Now the Indian Council of Historical Research (ICHR), which functions under the education ministry, has published a book, India: The Mother of Democracy, edited by its chairman Raghuvendra Tanwar and member-secretary Umesh A. Kadam.
Education minister Dharmendra Pradhan released the book on Thursday.
The book says India has nurtured democracy since the Vedic period through self-governing village communities insulated from the rule of the State.
Based on the book, the ICHR has prepared a concept note that higher education secretary Sanjay Murthy has circulated among all central higher education institutions, asking them to participate in an online quiz on “India: The Mother of Democracy” and organise seminars and webinars “befitting the occasion”.
A professor of political and international relations, Rajen Harshe, who is not connected to the book or the ICHR, questioned the theory saying that the Varna hierarchy went against the modern understanding of democracy as resting on equality.
“In India from Vedic times, two kinds of states, janapada and rajya, have been in existence,” the note says.
“The Indian experience evolved its own form of governance at the level of the village and the central polity: (i) the federal/ central political structures were delinked from the life of the community (village community), (ii) village communities became self-governing and autonomous, (iii) developed a hierarchy of self-governing institutions such as panchayats and Khaps that enabled them to remain unaffected by and large by the changing kingdoms/ empires, particularly those of the invaders hostile to Hindu culture.”

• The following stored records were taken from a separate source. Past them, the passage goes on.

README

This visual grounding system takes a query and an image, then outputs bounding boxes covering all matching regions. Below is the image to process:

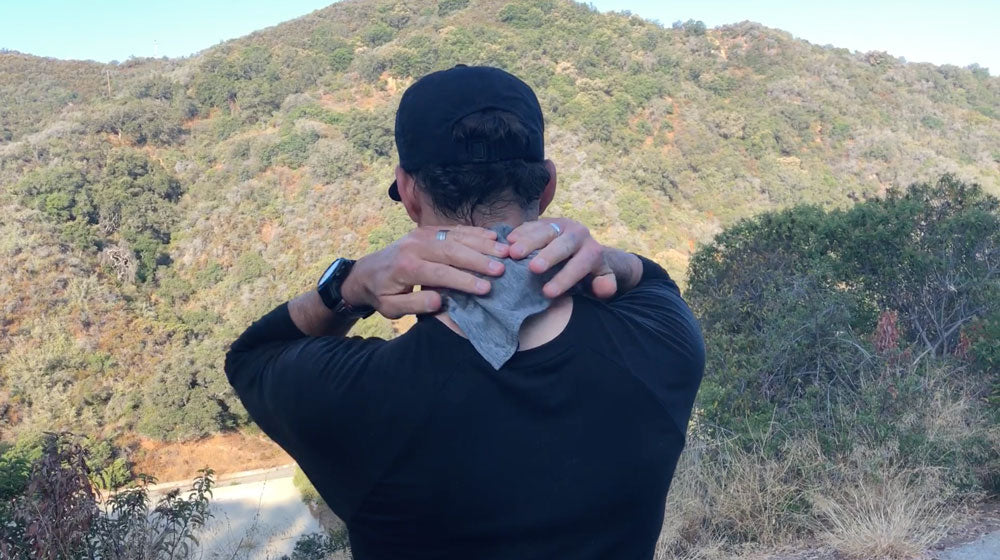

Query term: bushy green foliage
[0,434,215,560]
[361,23,395,47]
[688,176,1000,488]
[438,0,469,17]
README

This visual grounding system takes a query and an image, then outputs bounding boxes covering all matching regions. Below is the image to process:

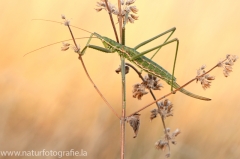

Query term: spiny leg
[131,39,179,91]
[80,33,112,55]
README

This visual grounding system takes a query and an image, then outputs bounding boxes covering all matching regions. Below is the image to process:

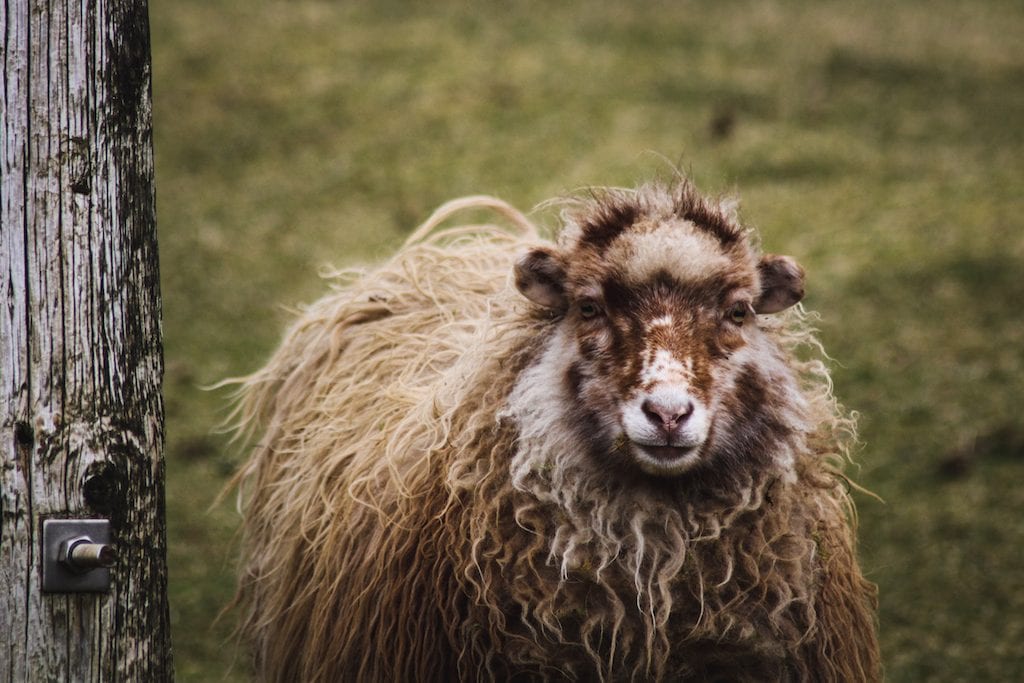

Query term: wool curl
[226,184,881,681]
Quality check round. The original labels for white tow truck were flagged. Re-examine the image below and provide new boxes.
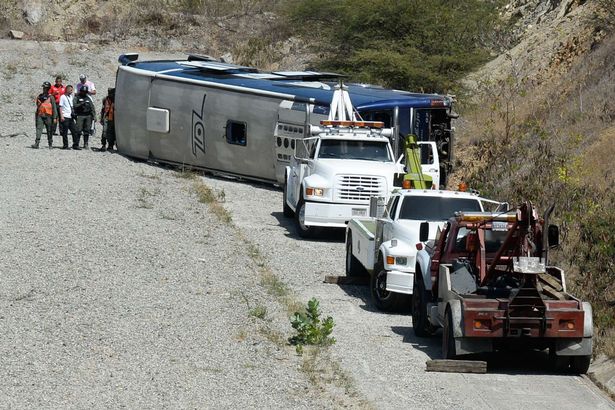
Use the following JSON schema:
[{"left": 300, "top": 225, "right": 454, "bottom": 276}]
[
  {"left": 283, "top": 85, "right": 439, "bottom": 238},
  {"left": 346, "top": 189, "right": 502, "bottom": 311}
]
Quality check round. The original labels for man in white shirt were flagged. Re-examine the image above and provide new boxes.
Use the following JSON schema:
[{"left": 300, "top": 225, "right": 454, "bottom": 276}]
[
  {"left": 60, "top": 85, "right": 81, "bottom": 149},
  {"left": 75, "top": 74, "right": 96, "bottom": 96}
]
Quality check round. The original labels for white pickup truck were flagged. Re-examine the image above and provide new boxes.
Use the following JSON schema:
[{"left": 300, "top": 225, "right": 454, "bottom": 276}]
[
  {"left": 346, "top": 189, "right": 501, "bottom": 311},
  {"left": 283, "top": 125, "right": 439, "bottom": 238}
]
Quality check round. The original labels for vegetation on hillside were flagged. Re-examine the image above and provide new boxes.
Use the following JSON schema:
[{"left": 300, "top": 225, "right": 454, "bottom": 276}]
[
  {"left": 286, "top": 0, "right": 506, "bottom": 92},
  {"left": 456, "top": 35, "right": 615, "bottom": 357}
]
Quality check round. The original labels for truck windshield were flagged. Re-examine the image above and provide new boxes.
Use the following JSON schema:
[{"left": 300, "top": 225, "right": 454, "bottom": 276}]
[
  {"left": 399, "top": 196, "right": 481, "bottom": 222},
  {"left": 318, "top": 140, "right": 391, "bottom": 162}
]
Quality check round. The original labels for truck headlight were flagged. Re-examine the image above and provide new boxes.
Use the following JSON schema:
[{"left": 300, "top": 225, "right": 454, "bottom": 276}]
[{"left": 305, "top": 188, "right": 325, "bottom": 196}]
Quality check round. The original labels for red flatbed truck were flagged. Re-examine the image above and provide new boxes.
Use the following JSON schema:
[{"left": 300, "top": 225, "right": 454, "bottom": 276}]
[{"left": 412, "top": 203, "right": 593, "bottom": 373}]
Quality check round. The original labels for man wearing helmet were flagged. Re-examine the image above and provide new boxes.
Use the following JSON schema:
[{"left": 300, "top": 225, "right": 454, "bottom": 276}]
[
  {"left": 75, "top": 74, "right": 96, "bottom": 95},
  {"left": 73, "top": 85, "right": 96, "bottom": 149},
  {"left": 32, "top": 81, "right": 58, "bottom": 149}
]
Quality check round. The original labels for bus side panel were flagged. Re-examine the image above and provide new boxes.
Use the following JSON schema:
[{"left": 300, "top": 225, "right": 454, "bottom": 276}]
[{"left": 115, "top": 67, "right": 151, "bottom": 159}]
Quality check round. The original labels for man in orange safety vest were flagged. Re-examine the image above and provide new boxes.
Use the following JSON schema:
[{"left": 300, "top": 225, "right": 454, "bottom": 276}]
[
  {"left": 32, "top": 81, "right": 58, "bottom": 149},
  {"left": 100, "top": 88, "right": 115, "bottom": 151}
]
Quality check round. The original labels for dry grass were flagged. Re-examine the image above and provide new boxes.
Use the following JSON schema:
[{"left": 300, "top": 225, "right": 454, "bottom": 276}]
[{"left": 192, "top": 178, "right": 233, "bottom": 224}]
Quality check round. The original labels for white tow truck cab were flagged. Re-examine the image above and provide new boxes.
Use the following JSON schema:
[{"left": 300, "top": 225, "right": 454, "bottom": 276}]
[
  {"left": 346, "top": 189, "right": 500, "bottom": 311},
  {"left": 283, "top": 84, "right": 440, "bottom": 237},
  {"left": 284, "top": 121, "right": 403, "bottom": 237}
]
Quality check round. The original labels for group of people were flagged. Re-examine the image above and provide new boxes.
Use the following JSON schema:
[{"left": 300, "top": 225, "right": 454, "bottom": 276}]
[{"left": 32, "top": 74, "right": 115, "bottom": 151}]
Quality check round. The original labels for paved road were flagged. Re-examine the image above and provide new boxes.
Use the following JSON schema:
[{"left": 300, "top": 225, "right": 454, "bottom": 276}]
[{"left": 205, "top": 174, "right": 615, "bottom": 410}]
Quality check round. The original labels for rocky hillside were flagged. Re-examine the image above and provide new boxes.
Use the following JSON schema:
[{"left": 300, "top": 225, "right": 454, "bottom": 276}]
[
  {"left": 454, "top": 0, "right": 615, "bottom": 357},
  {"left": 0, "top": 0, "right": 311, "bottom": 69}
]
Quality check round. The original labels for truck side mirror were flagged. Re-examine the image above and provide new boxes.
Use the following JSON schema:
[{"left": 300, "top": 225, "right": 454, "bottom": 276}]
[
  {"left": 419, "top": 222, "right": 429, "bottom": 242},
  {"left": 547, "top": 225, "right": 559, "bottom": 248},
  {"left": 495, "top": 202, "right": 510, "bottom": 213},
  {"left": 293, "top": 155, "right": 308, "bottom": 164}
]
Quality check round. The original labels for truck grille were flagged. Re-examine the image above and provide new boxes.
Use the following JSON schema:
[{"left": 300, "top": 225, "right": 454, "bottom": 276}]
[{"left": 335, "top": 175, "right": 386, "bottom": 202}]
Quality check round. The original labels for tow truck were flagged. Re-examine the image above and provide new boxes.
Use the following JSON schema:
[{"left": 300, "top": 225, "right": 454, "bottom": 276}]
[
  {"left": 283, "top": 83, "right": 440, "bottom": 238},
  {"left": 346, "top": 189, "right": 502, "bottom": 311},
  {"left": 412, "top": 202, "right": 593, "bottom": 373}
]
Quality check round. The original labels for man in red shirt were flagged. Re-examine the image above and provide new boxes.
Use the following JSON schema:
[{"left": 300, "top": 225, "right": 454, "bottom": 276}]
[{"left": 49, "top": 75, "right": 66, "bottom": 135}]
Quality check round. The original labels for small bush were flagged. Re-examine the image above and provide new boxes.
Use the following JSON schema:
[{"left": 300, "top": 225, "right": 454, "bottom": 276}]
[
  {"left": 248, "top": 305, "right": 267, "bottom": 320},
  {"left": 288, "top": 298, "right": 335, "bottom": 354}
]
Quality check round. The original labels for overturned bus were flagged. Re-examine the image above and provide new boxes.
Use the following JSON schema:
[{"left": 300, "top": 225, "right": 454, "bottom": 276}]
[{"left": 115, "top": 54, "right": 455, "bottom": 184}]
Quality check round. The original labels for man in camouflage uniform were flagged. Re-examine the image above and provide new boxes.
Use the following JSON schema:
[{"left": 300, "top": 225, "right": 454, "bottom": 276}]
[
  {"left": 73, "top": 85, "right": 96, "bottom": 149},
  {"left": 32, "top": 81, "right": 58, "bottom": 149}
]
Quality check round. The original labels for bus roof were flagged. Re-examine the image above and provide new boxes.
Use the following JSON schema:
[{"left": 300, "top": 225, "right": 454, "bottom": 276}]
[{"left": 119, "top": 55, "right": 451, "bottom": 114}]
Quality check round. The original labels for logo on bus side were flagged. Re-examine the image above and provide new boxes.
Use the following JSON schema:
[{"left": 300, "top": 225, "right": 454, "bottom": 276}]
[{"left": 192, "top": 95, "right": 207, "bottom": 157}]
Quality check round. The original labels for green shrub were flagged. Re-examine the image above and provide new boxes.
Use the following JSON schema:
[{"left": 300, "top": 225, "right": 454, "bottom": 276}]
[{"left": 288, "top": 298, "right": 335, "bottom": 354}]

It adds: “This explains the survival of Hindu culture and civilisation in the face of 2,000 years of invasion by alien ethnicities and cultures. This became possible because the Hindu mind from the beginning addressed the central question of how to weld this vast multiplicity that is India into a single larger community and from ancient times, a geocultural definition has been given to this entity, rashtra Bharat.”
The note refers to the Rig Veda, which speaks of sabhas and samitis. These assemblies must have acted as a check on the power of the king, it says.

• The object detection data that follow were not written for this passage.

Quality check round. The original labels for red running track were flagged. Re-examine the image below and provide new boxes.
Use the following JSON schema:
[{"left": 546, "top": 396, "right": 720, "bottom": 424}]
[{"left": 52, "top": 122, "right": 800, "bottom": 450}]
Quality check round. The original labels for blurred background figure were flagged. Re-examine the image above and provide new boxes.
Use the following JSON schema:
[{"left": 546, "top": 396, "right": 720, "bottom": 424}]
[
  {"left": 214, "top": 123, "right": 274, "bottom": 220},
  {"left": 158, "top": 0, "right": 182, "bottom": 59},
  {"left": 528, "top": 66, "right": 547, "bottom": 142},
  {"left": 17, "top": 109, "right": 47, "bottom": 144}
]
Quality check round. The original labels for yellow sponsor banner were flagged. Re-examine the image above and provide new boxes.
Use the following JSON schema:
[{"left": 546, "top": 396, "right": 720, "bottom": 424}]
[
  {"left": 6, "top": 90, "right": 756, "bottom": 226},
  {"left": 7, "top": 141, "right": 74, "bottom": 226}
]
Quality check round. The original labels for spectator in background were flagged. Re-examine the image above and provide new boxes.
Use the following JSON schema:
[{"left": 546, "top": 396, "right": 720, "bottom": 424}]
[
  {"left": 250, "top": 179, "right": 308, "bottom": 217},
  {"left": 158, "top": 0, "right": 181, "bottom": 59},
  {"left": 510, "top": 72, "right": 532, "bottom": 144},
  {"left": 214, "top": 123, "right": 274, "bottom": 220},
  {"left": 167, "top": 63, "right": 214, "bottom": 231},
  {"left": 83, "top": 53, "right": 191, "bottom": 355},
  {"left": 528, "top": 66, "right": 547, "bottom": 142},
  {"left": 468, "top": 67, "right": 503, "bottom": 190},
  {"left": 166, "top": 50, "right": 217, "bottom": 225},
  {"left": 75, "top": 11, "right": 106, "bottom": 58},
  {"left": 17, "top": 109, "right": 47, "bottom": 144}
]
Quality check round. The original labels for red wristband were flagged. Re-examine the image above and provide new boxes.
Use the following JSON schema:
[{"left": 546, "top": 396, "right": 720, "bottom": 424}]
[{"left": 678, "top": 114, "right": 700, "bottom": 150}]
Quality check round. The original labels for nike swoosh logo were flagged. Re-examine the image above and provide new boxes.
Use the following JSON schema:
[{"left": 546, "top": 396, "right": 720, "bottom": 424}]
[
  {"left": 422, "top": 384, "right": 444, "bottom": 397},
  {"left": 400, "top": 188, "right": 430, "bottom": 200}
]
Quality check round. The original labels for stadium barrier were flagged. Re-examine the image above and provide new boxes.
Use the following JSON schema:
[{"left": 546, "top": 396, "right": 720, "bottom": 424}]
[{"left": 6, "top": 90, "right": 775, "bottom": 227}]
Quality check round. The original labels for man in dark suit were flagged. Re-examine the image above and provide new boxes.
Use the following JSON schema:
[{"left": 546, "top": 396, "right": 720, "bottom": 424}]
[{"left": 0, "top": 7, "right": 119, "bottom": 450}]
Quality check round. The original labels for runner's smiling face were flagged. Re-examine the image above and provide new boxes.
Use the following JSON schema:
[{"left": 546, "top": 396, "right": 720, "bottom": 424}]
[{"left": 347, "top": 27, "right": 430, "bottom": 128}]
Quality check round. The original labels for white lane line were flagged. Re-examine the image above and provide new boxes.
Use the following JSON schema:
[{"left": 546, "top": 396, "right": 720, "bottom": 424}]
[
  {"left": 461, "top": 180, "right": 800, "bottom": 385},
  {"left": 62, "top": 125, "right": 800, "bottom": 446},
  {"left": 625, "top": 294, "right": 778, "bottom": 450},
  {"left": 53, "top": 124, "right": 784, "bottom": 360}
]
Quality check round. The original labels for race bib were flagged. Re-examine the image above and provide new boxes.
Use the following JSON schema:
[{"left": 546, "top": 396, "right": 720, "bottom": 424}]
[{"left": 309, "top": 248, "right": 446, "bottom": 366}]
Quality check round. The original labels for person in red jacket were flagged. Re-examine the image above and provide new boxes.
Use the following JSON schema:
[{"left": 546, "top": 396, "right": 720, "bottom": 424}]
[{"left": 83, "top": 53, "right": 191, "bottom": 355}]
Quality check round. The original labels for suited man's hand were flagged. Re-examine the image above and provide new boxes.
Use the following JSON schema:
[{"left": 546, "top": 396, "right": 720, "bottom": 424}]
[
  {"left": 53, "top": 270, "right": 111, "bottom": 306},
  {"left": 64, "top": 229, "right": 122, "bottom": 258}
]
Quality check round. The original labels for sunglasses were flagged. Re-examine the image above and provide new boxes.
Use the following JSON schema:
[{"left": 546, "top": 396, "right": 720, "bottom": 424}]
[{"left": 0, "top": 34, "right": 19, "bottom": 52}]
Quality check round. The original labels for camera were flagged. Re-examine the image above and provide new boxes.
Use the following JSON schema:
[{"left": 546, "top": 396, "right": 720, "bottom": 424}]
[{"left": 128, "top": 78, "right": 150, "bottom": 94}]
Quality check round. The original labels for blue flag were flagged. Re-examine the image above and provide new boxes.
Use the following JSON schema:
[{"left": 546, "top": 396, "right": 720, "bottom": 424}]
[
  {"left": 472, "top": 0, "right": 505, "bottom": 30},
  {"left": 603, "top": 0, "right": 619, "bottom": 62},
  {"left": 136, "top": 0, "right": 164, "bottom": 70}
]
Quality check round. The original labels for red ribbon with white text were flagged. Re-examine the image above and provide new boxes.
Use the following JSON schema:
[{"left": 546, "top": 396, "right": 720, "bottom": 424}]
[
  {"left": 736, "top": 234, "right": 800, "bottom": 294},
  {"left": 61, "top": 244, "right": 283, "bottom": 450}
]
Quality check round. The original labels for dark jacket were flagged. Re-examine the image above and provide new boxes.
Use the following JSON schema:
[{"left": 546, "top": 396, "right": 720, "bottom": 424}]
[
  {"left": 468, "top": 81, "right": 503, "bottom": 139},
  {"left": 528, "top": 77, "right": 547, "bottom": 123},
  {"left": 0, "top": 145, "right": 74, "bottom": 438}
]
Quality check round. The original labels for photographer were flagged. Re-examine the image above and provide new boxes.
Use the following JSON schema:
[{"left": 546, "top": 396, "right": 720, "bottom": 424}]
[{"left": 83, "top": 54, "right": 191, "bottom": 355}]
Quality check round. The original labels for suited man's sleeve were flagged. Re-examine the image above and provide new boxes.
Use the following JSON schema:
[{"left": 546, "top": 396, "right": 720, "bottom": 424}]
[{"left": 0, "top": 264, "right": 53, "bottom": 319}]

Harshe told The Telegraph: “If you are saying India is the mother of democracy, then define democracy and explain how it evolved. As we understand it, democracy rests on equality. Can any (caste) hierarchical system be called democratic?”

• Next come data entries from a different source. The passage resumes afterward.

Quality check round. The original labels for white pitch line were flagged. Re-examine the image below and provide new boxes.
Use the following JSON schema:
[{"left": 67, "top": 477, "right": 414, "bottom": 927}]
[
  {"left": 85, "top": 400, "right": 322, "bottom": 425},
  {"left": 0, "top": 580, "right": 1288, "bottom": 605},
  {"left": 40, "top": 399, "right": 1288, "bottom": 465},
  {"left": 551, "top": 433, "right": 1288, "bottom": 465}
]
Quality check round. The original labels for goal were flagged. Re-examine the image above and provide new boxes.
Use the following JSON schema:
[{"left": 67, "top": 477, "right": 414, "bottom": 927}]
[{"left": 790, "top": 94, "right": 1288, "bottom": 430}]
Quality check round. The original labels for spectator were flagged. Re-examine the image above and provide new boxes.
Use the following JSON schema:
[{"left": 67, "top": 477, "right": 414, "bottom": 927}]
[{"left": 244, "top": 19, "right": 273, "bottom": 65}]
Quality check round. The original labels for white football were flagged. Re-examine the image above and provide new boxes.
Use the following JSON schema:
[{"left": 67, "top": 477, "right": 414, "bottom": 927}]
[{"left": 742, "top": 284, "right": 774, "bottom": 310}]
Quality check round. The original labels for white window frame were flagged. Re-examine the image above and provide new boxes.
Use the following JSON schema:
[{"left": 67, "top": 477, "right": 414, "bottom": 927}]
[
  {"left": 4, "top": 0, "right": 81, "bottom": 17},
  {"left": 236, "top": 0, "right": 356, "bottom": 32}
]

Pradhan said edicts found in Tamil Nadu’s Thanjavur referred to the panchayat system in the fourth century.
“We give sugar to an ant that bites us. If anyone comes to our house, they will not return on an empty stomach,” he said, describing these as “our democratic values”.
He said at the time Ashoka conquered it, Kalinga had no king.
“It was a collective leadership that was ruling,” he said.
“We are passing through a transition. Certain things will change but our democratic spirit will not change. We follow vasudhaiva kutumbakam (the whole world is kin). By birth, by DNA, we are democrats.”